O Tribunal de Justiça do Estado de São Paulo (TJ-SP) deve decidir em agosto se aceita a instauração de Incidente de Resolução de Demandas Repetitivas (IRDR) para uniformizar a jurisprudência a respeito da reparação de áreas contaminadas em São Paulo.

O pedido de instauração foi feito pelo Ministério Público do Estado de São Paulo (MP-SP) para estabilizar o entendimento do TJ-SP sobre os padrões e limites da reparação de áreas contaminadas no estado, dado o grande número de inquéritos civis e ações civis públicas que discutem o tema. O IRDR é uma inovação do Código de Processo Civil de 2015, cabível quando existem diversas demandas repetidas sobre uma mesma matéria que podem pôr em risco a isonomia ou a segurança jurídica.

Nesse caso específico, o MP-SP propõe a discussão de diversas questões jurídicas controvertidas:

  • Reparação integral da área: a tese defendida pelo MP-SP é de que a remediação deverá ser integral, compreendendo todas as espécies de dano ambiental (patrimonial, extrapatrimonial e intercorrente) e todas as formas de reparação (restauração, recuperação, compensação e indenização). Tal tese se oporia ao entendimento da Companhia Ambiental do Estado de São Paulo (Cetesb) de que é suficiente a reabilitação para o uso declarado da área, pautada no reestabelecimento de riscos aceitáveis à saúde humana.
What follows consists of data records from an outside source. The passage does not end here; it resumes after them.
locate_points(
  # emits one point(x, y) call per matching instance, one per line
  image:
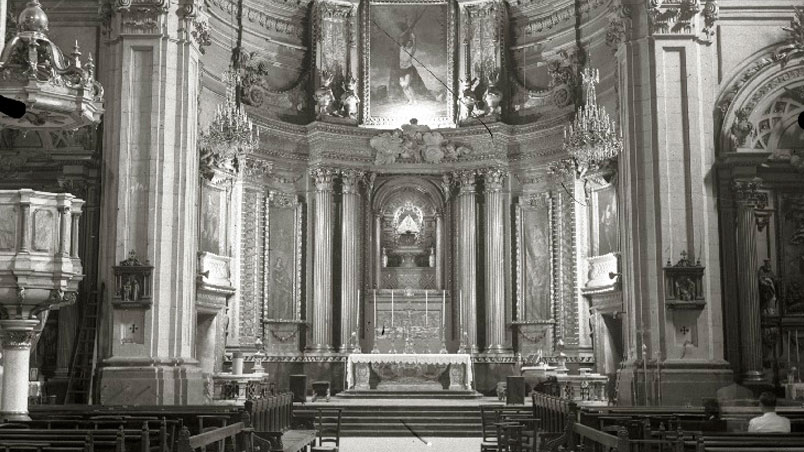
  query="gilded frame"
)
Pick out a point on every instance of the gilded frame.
point(447, 120)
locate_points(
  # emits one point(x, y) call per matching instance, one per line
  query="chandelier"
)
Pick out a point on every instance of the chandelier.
point(58, 92)
point(592, 140)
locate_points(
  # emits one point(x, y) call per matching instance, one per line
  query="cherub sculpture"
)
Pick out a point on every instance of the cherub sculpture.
point(493, 95)
point(323, 95)
point(467, 99)
point(349, 99)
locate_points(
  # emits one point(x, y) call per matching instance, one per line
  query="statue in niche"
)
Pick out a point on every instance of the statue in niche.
point(493, 95)
point(767, 289)
point(349, 99)
point(323, 95)
point(467, 100)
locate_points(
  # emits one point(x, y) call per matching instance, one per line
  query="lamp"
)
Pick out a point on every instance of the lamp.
point(591, 141)
point(58, 92)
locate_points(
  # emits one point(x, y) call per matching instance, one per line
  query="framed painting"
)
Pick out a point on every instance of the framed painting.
point(535, 259)
point(605, 233)
point(408, 60)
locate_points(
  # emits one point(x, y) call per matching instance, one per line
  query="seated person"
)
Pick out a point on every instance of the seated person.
point(769, 422)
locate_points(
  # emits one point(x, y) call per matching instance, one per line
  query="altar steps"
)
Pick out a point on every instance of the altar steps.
point(383, 420)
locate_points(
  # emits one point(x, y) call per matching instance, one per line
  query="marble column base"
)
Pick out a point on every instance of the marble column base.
point(681, 384)
point(159, 384)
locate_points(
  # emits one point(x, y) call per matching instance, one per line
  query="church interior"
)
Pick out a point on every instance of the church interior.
point(369, 225)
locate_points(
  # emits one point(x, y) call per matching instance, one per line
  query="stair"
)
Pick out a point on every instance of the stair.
point(83, 363)
point(425, 420)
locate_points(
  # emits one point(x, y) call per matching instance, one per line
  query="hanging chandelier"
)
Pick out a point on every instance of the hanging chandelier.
point(592, 140)
point(58, 92)
point(231, 134)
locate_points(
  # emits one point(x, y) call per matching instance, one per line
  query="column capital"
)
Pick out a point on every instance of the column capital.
point(494, 178)
point(323, 178)
point(747, 193)
point(465, 180)
point(350, 178)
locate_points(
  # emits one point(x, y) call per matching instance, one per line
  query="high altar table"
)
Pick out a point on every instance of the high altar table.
point(358, 367)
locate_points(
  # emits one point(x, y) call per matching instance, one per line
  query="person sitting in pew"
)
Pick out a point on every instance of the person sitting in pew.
point(769, 422)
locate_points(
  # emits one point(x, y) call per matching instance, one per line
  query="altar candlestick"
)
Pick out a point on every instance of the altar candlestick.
point(443, 309)
point(425, 307)
point(789, 344)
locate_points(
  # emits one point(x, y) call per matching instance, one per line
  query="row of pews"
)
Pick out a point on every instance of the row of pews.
point(263, 424)
point(655, 429)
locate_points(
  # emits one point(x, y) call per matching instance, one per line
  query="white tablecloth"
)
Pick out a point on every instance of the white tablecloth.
point(407, 358)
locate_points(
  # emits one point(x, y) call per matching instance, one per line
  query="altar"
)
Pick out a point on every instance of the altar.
point(409, 371)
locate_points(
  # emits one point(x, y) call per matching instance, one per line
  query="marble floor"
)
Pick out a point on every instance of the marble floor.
point(409, 444)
  • Primazia das medidas de descontaminação: argumenta o autor que as medidas de restauração e recuperação da área (descontaminação) apenas podem ser substituídas por medidas de contenção, controle e engenharia (controle) caso seja comprovada a inviabilidade econômico-financeira da descontaminação. Expõe, ainda, que as medidas de controle têm caráter precário, devendo ser revisadas periodicamente.

  • Danos intercorrentes: o MP-SP pretende o reconhecimento formal dos danos intercorrentes ao meio ambiente em casos de remediação de contaminação pelo período em que a coletividade ficou privada dos bens e recursos ambientais. Segundo esse entendimento, todo processo de gerenciamento de áreas contaminadas deveria prever a compensação e/ou a indenização pelos danos intercorrentes.

  • Separação da responsabilidade civil e administrativa ambiental: o MP-SP busca afastar a tese de que a conclusão do processo administrativo de gerenciamento conduzido pela Cetesb esgotaria (ou ao menos mitigaria) a responsabilidade civil por danos ao meio ambiente.

  • Restauração da qualidade da água: o autor entende que o gerenciamento da contaminação da água subterrânea só pode ser encerrado caso sejam atingidos os parâmetros de potabilidade ou de enquadramento de corpos hídricos. Esse raciocínio havia sido consolidado pela Cetesb na recente Decisão de Diretoria nº 038/2017/C.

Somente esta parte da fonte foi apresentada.